Время слишком дорого, чтобы тратить его на фантазии, и что такое, собственно, поэзия, если рассуждать трезво? Эти звонкие излияния чувств и мыслей — только колебания и трель нервов. Восторг, радость, страдание, даже материальные устремления — все это, по словам ученых, просто трепет нервов. Каждый из нас — натянутая струна.

Но кто же касается этих струн? Кто заставляет их колебаться и дрожать? Дух, незримый божественный дух, ибо эти струны передают его трепет, его голос; он понятен другим струнам, так что они или звучат единым аккордом, или образуют мощный диссонанс. Так было и так будет на великом пути человечества к осознанию свободы.

Каждый век, можно даже сказать — каждое тысячелетие, являет нам свое величие в поэзии; рожденная в конце одной эпохи, она выступает и царствует только в следующую.

Итак, Муза нового века рождена в наше хлопотное время, под грохот машин.
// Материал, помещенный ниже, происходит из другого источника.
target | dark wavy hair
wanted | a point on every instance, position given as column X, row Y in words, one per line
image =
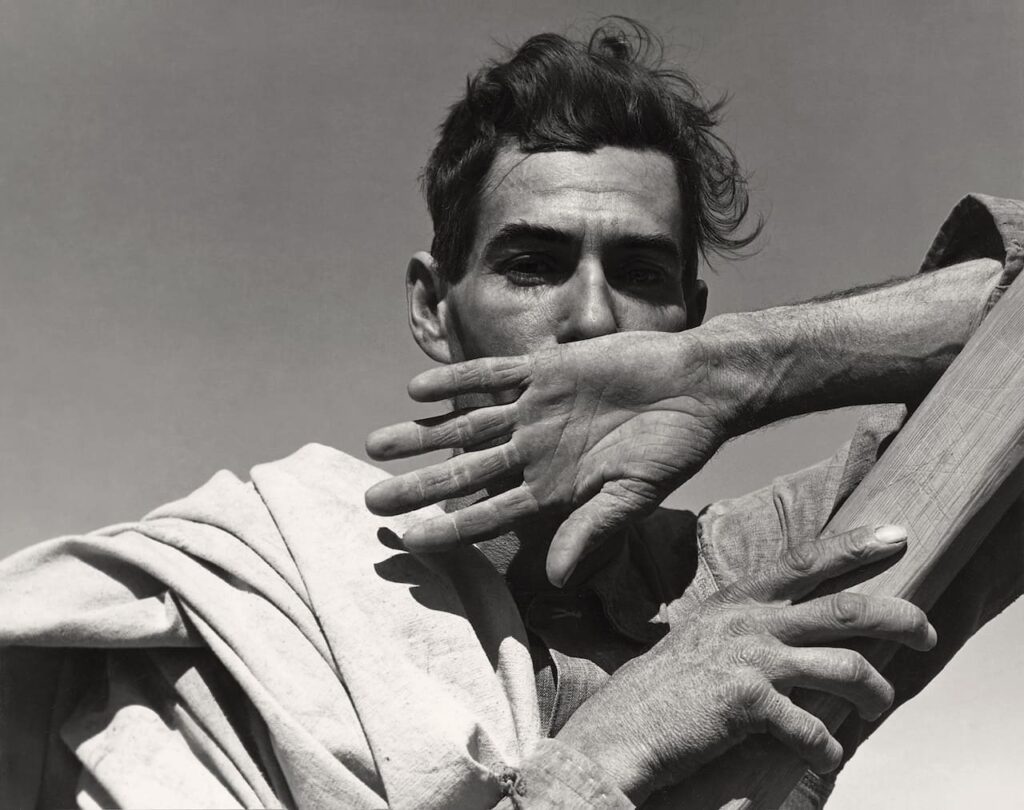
column 553, row 94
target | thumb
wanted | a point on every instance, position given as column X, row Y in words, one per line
column 588, row 527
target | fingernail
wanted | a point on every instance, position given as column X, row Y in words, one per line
column 890, row 534
column 560, row 582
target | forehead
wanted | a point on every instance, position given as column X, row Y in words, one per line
column 611, row 190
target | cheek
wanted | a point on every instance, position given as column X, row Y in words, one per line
column 491, row 323
column 644, row 316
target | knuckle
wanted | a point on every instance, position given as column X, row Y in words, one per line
column 848, row 609
column 815, row 734
column 800, row 557
column 739, row 624
column 752, row 692
column 857, row 545
column 748, row 653
column 853, row 667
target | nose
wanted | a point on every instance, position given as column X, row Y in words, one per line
column 589, row 307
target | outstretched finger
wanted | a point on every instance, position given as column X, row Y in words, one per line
column 805, row 565
column 841, row 672
column 589, row 526
column 458, row 429
column 462, row 474
column 481, row 520
column 484, row 375
column 846, row 614
column 805, row 734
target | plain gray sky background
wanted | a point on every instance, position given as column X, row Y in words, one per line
column 206, row 210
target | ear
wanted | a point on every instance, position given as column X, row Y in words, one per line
column 427, row 306
column 696, row 304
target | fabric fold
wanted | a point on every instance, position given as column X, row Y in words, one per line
column 262, row 644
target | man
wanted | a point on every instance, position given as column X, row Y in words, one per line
column 268, row 647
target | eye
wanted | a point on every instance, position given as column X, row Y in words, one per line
column 531, row 269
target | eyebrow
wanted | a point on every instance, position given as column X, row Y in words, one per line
column 525, row 231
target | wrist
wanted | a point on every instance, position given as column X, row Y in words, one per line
column 747, row 361
column 614, row 756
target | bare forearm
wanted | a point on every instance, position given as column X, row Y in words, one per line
column 883, row 344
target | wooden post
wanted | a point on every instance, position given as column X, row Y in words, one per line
column 948, row 476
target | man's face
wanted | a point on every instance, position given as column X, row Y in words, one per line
column 570, row 246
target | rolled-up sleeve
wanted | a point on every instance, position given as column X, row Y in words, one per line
column 740, row 535
column 557, row 775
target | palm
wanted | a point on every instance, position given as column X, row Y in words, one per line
column 600, row 431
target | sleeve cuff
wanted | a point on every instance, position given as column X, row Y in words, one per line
column 557, row 775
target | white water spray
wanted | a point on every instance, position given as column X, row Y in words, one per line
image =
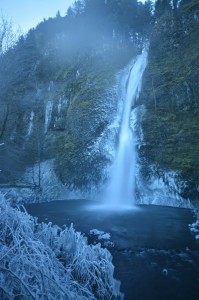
column 121, row 189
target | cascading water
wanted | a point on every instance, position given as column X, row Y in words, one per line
column 121, row 188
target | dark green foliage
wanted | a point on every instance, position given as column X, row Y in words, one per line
column 69, row 61
column 171, row 94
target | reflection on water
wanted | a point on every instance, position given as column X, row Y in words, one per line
column 155, row 255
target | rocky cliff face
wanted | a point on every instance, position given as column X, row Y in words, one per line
column 170, row 94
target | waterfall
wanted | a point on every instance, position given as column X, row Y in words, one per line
column 120, row 192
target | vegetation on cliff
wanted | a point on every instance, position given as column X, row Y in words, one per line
column 171, row 93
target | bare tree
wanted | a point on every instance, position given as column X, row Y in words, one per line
column 8, row 36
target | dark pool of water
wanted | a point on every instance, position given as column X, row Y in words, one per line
column 155, row 255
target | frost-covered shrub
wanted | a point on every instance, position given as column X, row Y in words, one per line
column 41, row 261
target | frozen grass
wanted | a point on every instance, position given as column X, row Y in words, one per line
column 41, row 261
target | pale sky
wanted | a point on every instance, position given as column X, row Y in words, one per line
column 28, row 13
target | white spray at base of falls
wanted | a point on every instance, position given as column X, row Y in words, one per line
column 120, row 192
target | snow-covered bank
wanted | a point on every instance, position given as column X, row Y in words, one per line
column 39, row 261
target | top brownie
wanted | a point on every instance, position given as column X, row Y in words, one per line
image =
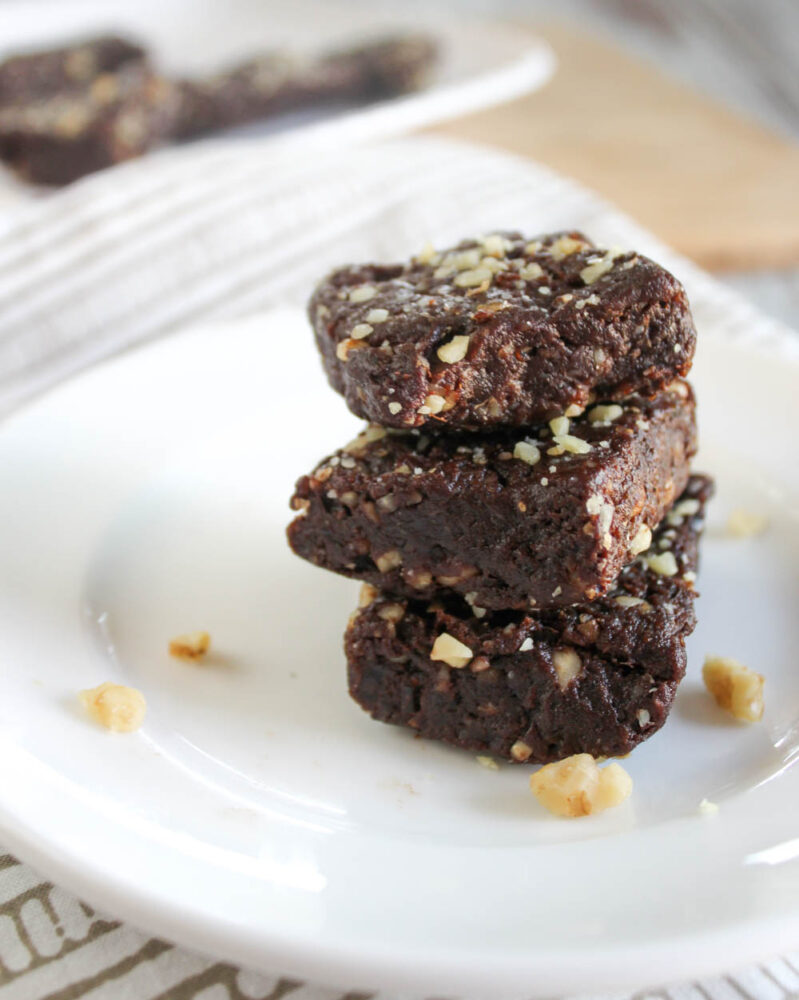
column 500, row 330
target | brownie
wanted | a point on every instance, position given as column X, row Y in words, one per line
column 534, row 687
column 500, row 331
column 44, row 73
column 59, row 138
column 275, row 82
column 507, row 519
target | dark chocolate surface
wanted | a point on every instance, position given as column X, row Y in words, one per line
column 59, row 138
column 418, row 514
column 31, row 76
column 500, row 331
column 593, row 678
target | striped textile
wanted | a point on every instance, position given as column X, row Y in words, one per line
column 221, row 230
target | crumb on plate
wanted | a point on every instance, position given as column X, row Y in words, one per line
column 192, row 646
column 576, row 786
column 735, row 687
column 115, row 706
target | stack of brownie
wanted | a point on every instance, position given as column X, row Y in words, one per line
column 520, row 507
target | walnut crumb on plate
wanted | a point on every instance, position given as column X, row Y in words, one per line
column 735, row 687
column 576, row 786
column 115, row 706
column 192, row 646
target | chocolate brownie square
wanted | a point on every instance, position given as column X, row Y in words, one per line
column 61, row 137
column 275, row 82
column 500, row 331
column 30, row 76
column 534, row 687
column 540, row 517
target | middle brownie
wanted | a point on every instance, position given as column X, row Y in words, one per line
column 507, row 519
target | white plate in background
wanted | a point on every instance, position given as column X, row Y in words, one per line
column 481, row 63
column 259, row 814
Мы шлем ей свой привет! Она услышит его или, может быть, однажды прочтет среди упомянутых нами надписей углем.

Ее колыбель раскачивалась между Северным полюсом, крайней точкой, исследованной человеком, где ступала его нога, и «черно-угольной бездной» полярного неба, куда человек устремлял свой взгляд. Мы не слышали, как покачивалась ее колыбель, из-за свиста паровозов, грохота машин, рушащихся скал материализма и сбрасываемых прежних духовных оков.

Она родилась на большой фабрике нашего времени, где царит энергия пара, где мастер Бездуховный и его подручные трудятся денно и нощно.

У нее большое любящее женское сердце, в ней горят пламя весталки и огонь страсти. Она одарена ярким, точно вспышка света, умом; как сквозь призму, отражает он изменчивые краски тысячелетий, где господствовал то один, то другой модный оттенок. Лебединое оперение фантазии — это великолепие мощь Музы, оно соткано наукой, а силу сообщает ей «первобытная природа».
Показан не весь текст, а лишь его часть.